Título do artigo: Até que ponto há respeito pela decisão da pessoa idosa e/ou dependente?

Autora: Helena M. Carvalho

Filiação institucional: CECS – Centro de Estudos de Comunicação e Sociedade da Universidade do Minho

E-mail: hmsc0804@gmail.com

Palavras-chave: Institucionalização, Pessoa idosa, Respostas Sociais, Vontade própria.

Ao longo dos anos, as respostas sociais, como Estruturas Residenciais para Pessoas Idosas (ERPI) ou Serviços de Apoio ao Domicílio (SAD), não só triplicaram, como, pela sua distribuição por todo o território português e junto das comunidades em que estão inseridas, passaram a assumir grande importância social e económica e apontaram novas vias para o futuro. Encontramo-nos, hoje, claramente dependentes da existência desse tipo de respostas. Em matéria de infância e juventude, temos o exemplo das creches ou dos Centros de Atividades de Tempos Livres (CATL’S).

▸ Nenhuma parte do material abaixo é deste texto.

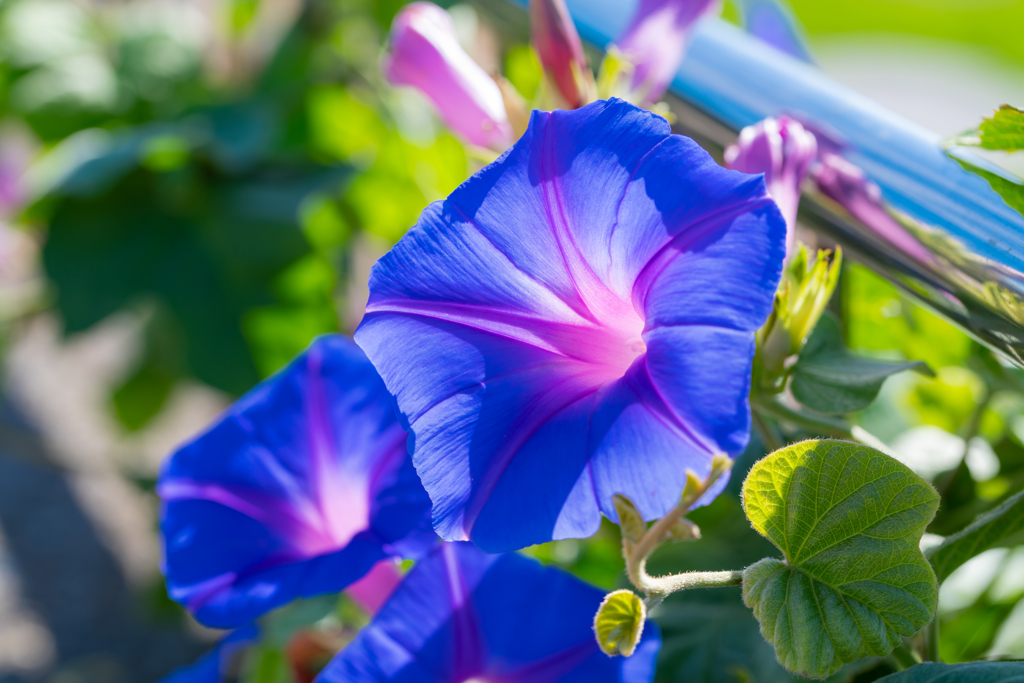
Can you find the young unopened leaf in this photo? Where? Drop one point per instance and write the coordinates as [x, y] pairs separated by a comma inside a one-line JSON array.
[[630, 519], [829, 379], [973, 672], [988, 530], [849, 520], [619, 624]]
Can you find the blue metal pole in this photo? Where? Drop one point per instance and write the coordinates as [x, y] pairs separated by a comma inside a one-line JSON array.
[[960, 248]]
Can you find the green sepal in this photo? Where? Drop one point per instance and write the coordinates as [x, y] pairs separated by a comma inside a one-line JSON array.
[[630, 520], [806, 288], [972, 672], [849, 520], [999, 526], [828, 379], [619, 623]]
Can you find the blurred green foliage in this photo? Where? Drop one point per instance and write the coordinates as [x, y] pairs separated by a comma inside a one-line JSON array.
[[993, 25], [210, 172]]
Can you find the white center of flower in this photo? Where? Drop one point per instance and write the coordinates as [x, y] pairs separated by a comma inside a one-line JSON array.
[[636, 346]]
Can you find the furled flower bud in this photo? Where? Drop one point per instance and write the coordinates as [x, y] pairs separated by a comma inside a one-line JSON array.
[[655, 42], [560, 50], [424, 53], [783, 151]]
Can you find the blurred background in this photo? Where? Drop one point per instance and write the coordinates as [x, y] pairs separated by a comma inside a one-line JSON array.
[[190, 190]]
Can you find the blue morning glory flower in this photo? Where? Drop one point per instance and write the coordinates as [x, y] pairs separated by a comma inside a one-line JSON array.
[[217, 665], [464, 616], [297, 491], [576, 321]]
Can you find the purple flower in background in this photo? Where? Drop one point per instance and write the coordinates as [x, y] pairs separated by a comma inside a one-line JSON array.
[[576, 321], [299, 489], [783, 151], [424, 53], [846, 184], [655, 42], [558, 46], [218, 665], [465, 616]]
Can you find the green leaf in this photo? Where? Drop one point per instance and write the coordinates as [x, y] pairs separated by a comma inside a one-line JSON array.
[[1005, 130], [1011, 190], [974, 672], [988, 530], [711, 637], [619, 623], [849, 520], [829, 379]]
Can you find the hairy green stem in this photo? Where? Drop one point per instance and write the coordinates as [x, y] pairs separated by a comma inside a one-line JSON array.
[[932, 642], [660, 586], [636, 554]]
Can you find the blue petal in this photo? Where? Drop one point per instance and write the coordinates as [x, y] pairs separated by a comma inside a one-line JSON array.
[[520, 325], [299, 489], [461, 614], [215, 666]]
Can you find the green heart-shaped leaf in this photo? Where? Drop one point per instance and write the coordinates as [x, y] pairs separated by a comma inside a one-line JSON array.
[[993, 528], [619, 623], [973, 672], [849, 520]]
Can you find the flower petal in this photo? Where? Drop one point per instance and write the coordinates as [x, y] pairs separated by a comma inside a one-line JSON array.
[[513, 325], [299, 489], [462, 614]]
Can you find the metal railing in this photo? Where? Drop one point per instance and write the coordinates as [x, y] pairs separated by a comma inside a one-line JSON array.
[[944, 237]]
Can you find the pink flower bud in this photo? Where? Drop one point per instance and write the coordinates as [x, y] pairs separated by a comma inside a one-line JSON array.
[[560, 50], [783, 151], [424, 53], [655, 42]]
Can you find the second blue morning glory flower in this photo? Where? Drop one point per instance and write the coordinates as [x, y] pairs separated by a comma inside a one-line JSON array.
[[298, 489], [464, 616], [576, 321]]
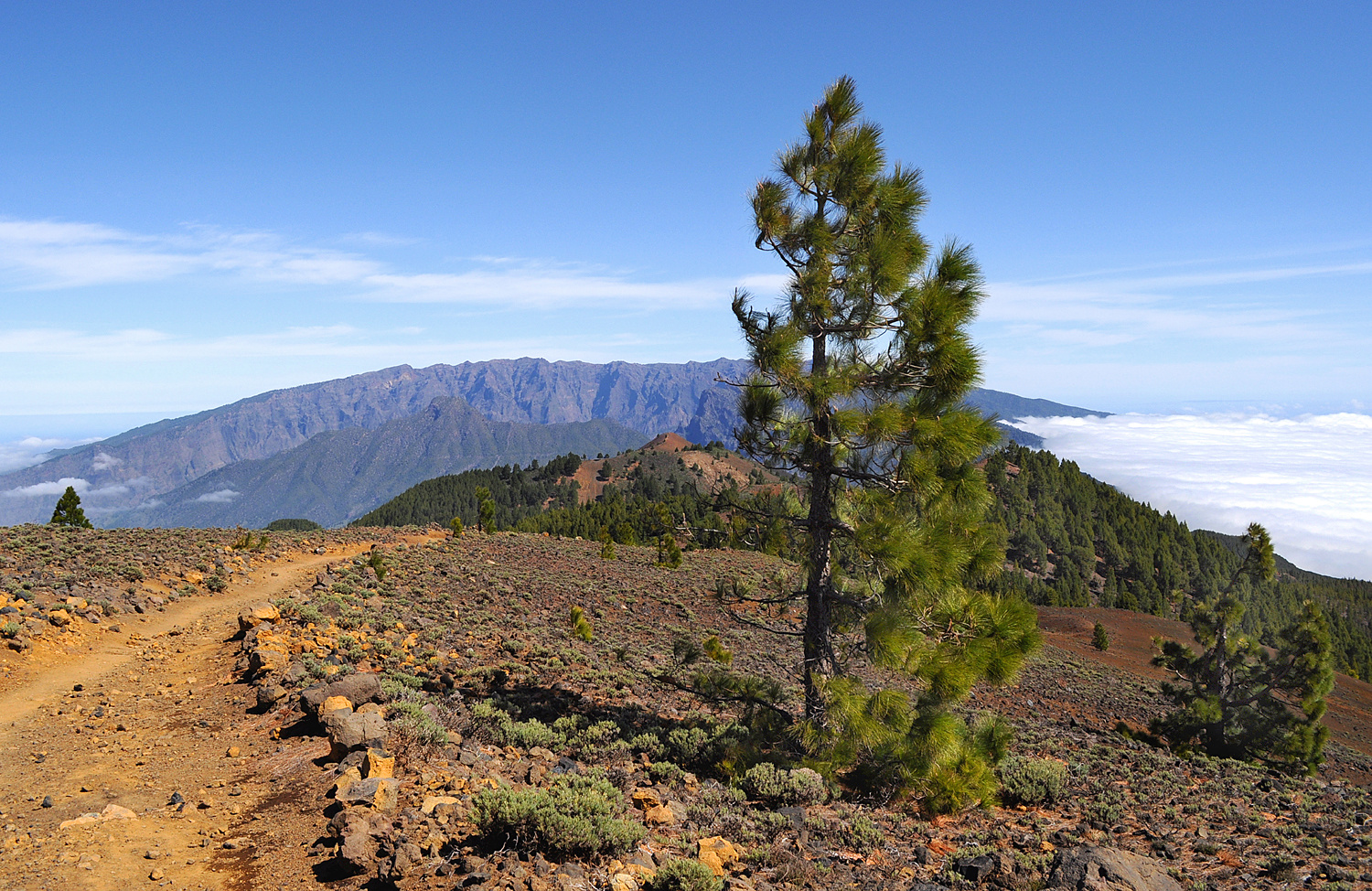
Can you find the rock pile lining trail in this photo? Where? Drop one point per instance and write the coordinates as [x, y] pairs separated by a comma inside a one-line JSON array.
[[140, 746]]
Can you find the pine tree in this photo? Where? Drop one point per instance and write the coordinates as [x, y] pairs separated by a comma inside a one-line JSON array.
[[486, 510], [859, 384], [1237, 699], [69, 511]]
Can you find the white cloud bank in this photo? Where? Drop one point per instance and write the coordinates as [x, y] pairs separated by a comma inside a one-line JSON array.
[[29, 451], [1308, 479]]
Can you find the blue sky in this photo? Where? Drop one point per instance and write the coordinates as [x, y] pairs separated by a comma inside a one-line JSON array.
[[1172, 202]]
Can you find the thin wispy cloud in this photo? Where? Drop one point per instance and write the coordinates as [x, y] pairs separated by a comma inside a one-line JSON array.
[[30, 451], [55, 255], [82, 488], [1308, 479], [1232, 306]]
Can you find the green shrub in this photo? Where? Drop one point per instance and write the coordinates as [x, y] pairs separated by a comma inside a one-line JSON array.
[[502, 729], [683, 875], [767, 783], [1032, 780], [409, 724], [576, 816]]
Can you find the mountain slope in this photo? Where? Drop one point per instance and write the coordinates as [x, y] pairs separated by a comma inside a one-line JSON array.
[[342, 474], [145, 465], [148, 462]]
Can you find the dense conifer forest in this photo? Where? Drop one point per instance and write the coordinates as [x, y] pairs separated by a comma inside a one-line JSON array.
[[1075, 542], [1070, 540]]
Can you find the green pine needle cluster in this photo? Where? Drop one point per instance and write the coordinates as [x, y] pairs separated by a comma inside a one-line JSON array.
[[1237, 699]]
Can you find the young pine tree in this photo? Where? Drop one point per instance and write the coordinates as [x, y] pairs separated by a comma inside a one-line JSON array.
[[69, 511], [858, 389], [1238, 701], [486, 510]]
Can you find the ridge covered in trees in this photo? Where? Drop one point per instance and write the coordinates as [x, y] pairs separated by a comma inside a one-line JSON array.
[[516, 492], [1076, 542], [1072, 540]]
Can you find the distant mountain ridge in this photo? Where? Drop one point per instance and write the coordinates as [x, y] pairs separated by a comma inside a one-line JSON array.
[[145, 465], [339, 476]]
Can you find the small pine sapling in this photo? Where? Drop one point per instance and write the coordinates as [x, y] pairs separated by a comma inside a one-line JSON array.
[[68, 512], [581, 628]]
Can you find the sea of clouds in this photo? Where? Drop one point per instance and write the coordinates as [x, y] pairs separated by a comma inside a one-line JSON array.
[[29, 451], [1308, 479]]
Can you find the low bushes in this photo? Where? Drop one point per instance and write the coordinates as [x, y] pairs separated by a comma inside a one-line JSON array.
[[683, 875], [770, 784], [1032, 780], [576, 816]]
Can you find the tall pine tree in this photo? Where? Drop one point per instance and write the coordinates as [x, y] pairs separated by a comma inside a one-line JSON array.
[[859, 384], [1235, 698]]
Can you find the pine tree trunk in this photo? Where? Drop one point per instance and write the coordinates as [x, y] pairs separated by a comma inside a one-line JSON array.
[[1220, 684], [820, 662]]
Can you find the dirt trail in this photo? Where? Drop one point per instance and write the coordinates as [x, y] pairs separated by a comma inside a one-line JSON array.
[[156, 715]]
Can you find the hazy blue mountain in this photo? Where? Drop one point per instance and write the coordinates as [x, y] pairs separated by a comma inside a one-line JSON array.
[[145, 465], [342, 474]]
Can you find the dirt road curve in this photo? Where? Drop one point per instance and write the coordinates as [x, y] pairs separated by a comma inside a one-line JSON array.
[[155, 717]]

Conforme demonstrado no estudo “Importância económica e social das IPSS em Portugal”, cada euro que uma IPSS capta para o seu concelho e, portanto, para um determinado território, é multiplicado por 4,218€ na economia desse mesmo território. São as instituições que, maioritariamente, têm equipamentos para crianças e idosos, cobrindo 70,76% do número total de freguesias do Continente, sendo que, em 27,16% do número total de freguesias do Continente, as IPSS são as únicas entidades que têm equipamentos para crianças e idosos [4].

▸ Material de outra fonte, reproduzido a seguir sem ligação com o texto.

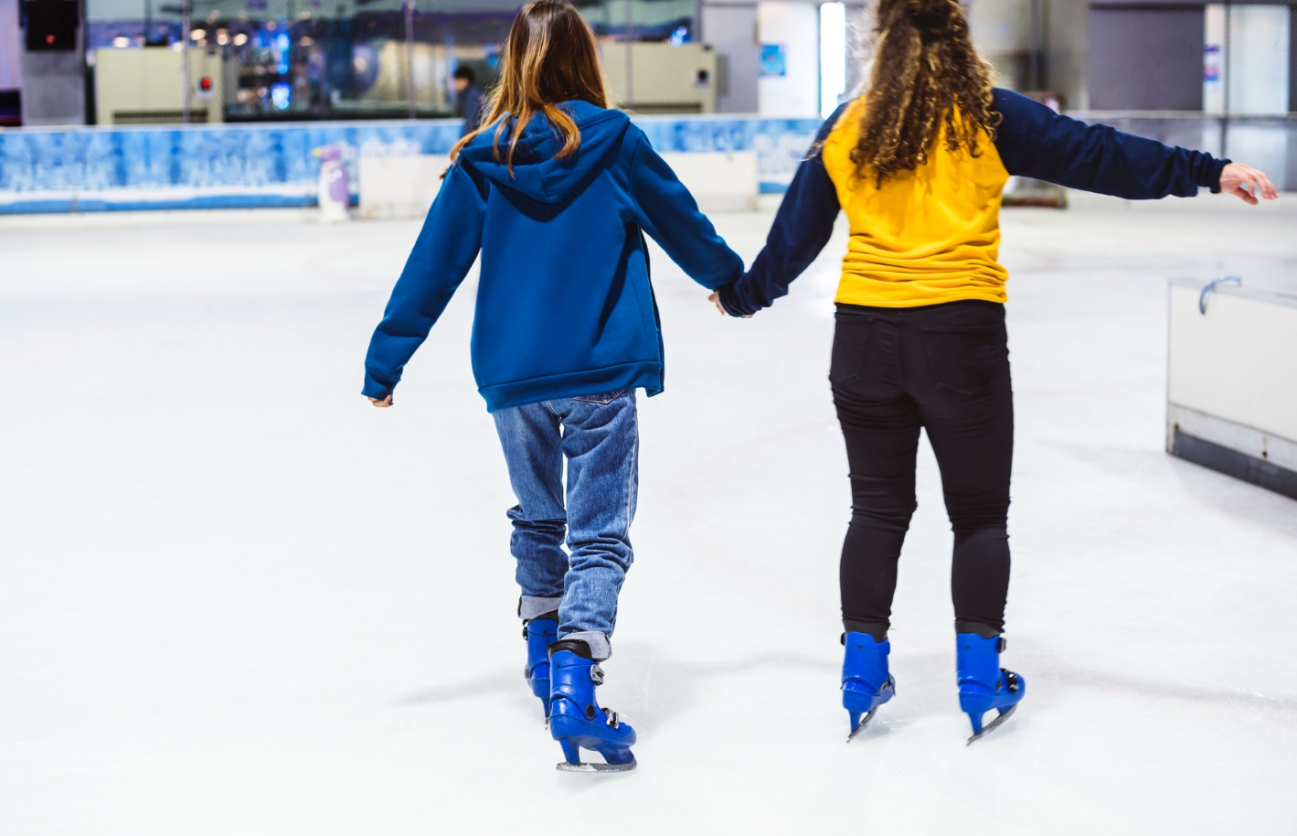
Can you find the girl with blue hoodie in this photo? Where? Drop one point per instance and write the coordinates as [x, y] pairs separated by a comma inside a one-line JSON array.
[[555, 191]]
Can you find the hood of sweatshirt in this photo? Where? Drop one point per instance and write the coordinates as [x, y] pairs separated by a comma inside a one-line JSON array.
[[537, 171]]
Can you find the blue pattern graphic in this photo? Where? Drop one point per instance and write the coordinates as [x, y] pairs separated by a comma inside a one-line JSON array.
[[274, 165]]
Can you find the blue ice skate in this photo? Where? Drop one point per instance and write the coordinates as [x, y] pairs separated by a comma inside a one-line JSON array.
[[983, 685], [540, 634], [865, 682], [577, 722]]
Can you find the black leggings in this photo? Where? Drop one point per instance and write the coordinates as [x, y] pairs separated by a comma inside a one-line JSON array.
[[946, 368]]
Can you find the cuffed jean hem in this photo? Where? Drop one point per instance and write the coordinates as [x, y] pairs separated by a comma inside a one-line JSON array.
[[532, 607], [598, 643]]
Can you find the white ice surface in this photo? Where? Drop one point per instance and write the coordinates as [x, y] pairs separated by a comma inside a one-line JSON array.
[[236, 599]]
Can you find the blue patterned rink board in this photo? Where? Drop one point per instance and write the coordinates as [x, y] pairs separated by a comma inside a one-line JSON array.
[[247, 166]]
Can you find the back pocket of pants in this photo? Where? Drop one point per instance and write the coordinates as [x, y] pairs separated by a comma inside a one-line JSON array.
[[964, 359], [602, 399]]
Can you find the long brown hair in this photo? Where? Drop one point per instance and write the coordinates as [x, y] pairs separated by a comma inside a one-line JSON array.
[[550, 57], [925, 70]]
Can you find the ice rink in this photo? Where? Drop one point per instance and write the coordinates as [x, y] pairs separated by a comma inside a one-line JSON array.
[[236, 599]]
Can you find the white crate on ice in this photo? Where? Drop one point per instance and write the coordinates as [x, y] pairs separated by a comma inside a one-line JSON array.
[[1232, 381]]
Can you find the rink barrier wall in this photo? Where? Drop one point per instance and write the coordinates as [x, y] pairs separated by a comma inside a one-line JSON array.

Estas situações verificam-se devido às transformações verificadas na sociedade, especialmente de índole demográfica e familiar. O progressivo envelhecimento da população, a diversidade interna desse envelhecimento e o aumento da esperança média de vida, os indicadores referentes à exclusão social, as mudanças na estrutura e nos modelos de família, assim como a extensão crescente dos direitos de cidadania, tornaram imperativa a conceção de novas formas de intervenção e o ajustamento das respostas sociais já existentes, de modo a que privilegiem a flexibilidade necessária para atender à mutação constante e à crescente complexidade da realidade social [2].

Tem-se apostado na diversidade deste tipo de respostas com vista ao apoio das populações, com a ênfase a ser colocada no reforço do papel das famílias, na conciliação do trabalho familiar com a vida profissional, no desenvolvimento do apoio domiciliário, na dinamização de estruturas de convívio e de combate ao isolamento e insegurança e numa maior e melhor prevenção e cobertura das situações de dependência. Nesta perspetiva, tem confluído a ação de vários organismos públicos, privados e da sociedade civil, contribuindo para a concertação da ação social, numa lógica de parceria, complementaridade e participação, contribuindo para a inclusão social dos mais diversos grupos [3]. Pretende-se que toda a população tenha uma resposta adequada às necessidades que surjam, nomeadamente, a população idosa, no que se refere aos problemas de saúde.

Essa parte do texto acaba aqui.